Bruce Barnard, Special Correspondent | Aug 02, 2012 10:43AM EDT
Deutsche Post DHL lifted its 2012 earnings guidance after strong demand for its express delivery services in Asia boosted its second quarter results.
The German mail, logistics and transport giant says it now expects earnings before interest and tax to grow to 2.6-2.7 billion euros ($3.2-3.3 billion) from 2.44 billion euros in 2011 and from a previous forecast of 2.5.-2.6 billion euros.
Deutsche Post’s bullish stance contrasts with a more sober outlook from its U.S. rivals UPS, which cut its 2012 profit forecast last month, and FedEx, which is cutting costs in the face of weakening demand.
“We continue to perform well,” said CEO Frank Appel.” The excellent market positions of our brands and divisions in the world’s growth markets are paying off.

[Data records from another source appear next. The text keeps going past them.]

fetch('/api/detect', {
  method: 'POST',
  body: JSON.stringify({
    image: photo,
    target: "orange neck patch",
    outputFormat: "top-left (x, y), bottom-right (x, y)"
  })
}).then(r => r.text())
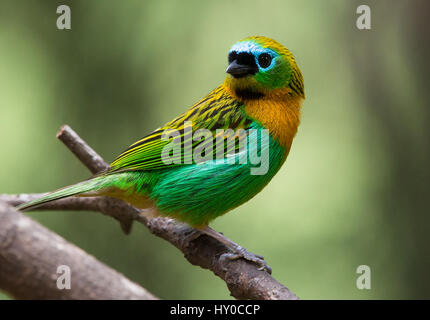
top-left (224, 84), bottom-right (303, 150)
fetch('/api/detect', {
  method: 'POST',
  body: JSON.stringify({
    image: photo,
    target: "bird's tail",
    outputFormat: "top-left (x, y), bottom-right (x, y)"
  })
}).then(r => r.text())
top-left (17, 176), bottom-right (108, 211)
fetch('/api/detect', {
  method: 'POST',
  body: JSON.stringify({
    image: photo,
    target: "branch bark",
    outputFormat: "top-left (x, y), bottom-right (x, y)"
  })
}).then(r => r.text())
top-left (0, 201), bottom-right (157, 300)
top-left (0, 125), bottom-right (298, 300)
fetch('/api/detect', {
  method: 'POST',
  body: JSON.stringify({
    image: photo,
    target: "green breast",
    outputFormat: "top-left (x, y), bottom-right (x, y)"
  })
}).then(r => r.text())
top-left (142, 121), bottom-right (287, 227)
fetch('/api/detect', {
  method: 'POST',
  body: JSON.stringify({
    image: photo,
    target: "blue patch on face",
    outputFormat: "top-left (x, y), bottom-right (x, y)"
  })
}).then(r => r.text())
top-left (229, 40), bottom-right (278, 72)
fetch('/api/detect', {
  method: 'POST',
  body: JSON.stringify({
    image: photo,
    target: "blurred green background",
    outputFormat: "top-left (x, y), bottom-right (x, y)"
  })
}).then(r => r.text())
top-left (1, 0), bottom-right (429, 299)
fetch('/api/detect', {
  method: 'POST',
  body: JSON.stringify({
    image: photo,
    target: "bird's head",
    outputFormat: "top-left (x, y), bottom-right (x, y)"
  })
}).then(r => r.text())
top-left (224, 36), bottom-right (304, 100)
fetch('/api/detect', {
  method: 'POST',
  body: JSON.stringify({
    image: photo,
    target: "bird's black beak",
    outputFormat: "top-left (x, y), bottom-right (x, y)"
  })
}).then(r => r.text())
top-left (226, 53), bottom-right (258, 78)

We have a strong foundation for generating long-term improvements in revenues and earnings.”
“Things are a bit different than for our competitors because we have a broad network with which we benefit from intra-Asian trade,” said Chief Financial Officer Larry Rosen. “We are still seeing good growth in Asia, with the exception of the tech sector.”

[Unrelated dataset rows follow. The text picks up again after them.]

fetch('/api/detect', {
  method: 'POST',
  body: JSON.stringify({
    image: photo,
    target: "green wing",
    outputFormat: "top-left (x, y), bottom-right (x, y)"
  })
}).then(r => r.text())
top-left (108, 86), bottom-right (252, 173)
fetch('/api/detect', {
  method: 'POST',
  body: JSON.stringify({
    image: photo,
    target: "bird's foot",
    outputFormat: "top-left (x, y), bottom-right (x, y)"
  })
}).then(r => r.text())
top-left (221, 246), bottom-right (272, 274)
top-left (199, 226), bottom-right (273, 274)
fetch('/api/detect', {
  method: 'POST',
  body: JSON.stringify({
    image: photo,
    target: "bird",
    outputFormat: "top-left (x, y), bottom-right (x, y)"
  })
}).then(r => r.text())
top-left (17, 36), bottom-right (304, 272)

Revenue rose 7.3 percent in the second quarter from a year ago to $16.85 billion, driven mainly by growth at DHL’s express, freight forwarding and supply chain divisions.
Despite rising profitability, operating earnings fell by 3 percent to $667.9 million from $691.3 million in the second quarter of 2011 largely due to the $223 million one-off negative impact of a sales tax payment.
First half revenue grew 5.8 percent to $31.5 billion and operating profit was up 3.6 percent at $1.48 billion.
The DHL express unit boosted second quarter revenue by 10.7 percent to $3.9 billion, driven by strong growth in Asia and the Americas where continuing strong business growth in the U.S. played a key role in the improved performance. Operating profit jumped more than 50 percent to $452 million.
Global freight forwarding revenues increased 5.7 percent to $4.9 billion and operating profit was 19.1 percent higher at $168.5 million.
The supply chain division’s revenue grew 12.5 percent to $4.3 billion but profit dipped to $124 million from $136.5 million from the second quarter in 2011, which included a $28.3 million gain from the sale of a non-core U.S business.